I have been using gather() from the tidyr R package to tidy my survey data.
I wonder whether there is a way in which to deal with multiple choice questions when tidying data?
This question is not about a specific error, but more about what strategy is most fitting.
Imagine the following tibble:
tb1 <- tribble(~id,~x1,~x2,~x3,~y1,~y2,~z,
"Harry",1,1,NA,NA,1,"No",
"Jess",NA,1,1,1,1,"Yes",
"George",NA,NA,1,NA,1,"No")
When gathering this multiple question result, I get (logically), multiple rows for 'Harry', 'Jess' and 'George':
tb1 %>%
gather(X,val,x1:x3,-id,-z) %>%
filter(!is.na(val)) %>%
select(-val) %>%
gather(Y,val,y1:y2,-id,-X,-z) %>%
filter(!is.na(val)) %>%
select(-val)
# A tibble: 7 x 4
id z X Y
<chr> <chr> <chr> <chr>
1 Jess Yes x2 y1
2 Jess Yes x3 y1
3 Harry No x1 y2
4 Harry No x2 y2
5 Jess Yes x2 y2
6 Jess Yes x3 y2
7 George No x3 y2
I'm a bit worried about the multiple entries, and was wondering whether there's a good strategy to deal with multiple choice questions of a survey with binary columns that need to be gathered.

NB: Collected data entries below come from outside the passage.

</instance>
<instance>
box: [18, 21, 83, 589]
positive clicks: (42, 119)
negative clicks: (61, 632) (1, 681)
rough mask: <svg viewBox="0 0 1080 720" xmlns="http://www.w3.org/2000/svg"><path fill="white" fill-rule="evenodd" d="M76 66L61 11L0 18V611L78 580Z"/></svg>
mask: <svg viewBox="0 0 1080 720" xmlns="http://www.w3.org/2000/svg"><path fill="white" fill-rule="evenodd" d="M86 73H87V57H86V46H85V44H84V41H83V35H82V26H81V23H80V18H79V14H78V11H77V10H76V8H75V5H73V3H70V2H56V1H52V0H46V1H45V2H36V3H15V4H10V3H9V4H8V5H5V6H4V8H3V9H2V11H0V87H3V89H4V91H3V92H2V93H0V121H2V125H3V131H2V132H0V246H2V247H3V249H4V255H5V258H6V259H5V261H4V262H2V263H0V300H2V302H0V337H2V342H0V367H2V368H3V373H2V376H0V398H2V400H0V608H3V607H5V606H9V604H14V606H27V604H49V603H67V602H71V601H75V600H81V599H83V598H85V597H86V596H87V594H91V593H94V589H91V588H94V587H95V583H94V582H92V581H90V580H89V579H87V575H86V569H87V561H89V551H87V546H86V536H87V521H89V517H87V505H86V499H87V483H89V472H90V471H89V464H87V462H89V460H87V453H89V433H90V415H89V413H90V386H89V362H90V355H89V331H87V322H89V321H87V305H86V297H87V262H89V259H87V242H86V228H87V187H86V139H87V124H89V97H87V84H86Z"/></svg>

In the end, I'd like to be able to plot and analyse the values of various variables: i.e. the amount of times that people selected y2.
It seems that this long format is not practical to analyse this, as the count() will go up for all of Harry's double mentions of y2.
The flow of questions I have regarding this topic is as follows:
- Would it be better/easier for analysis to gather multiple responses into a single column?
- If yes, how do you do this efficiently?
- If no, what are the implications that I have to watch out for in further analysis when I keep the multi-responses in long format?
- and how do you incorporate those implications into your code? (Maybe a specific "group" argument for id? Could you show me an example?)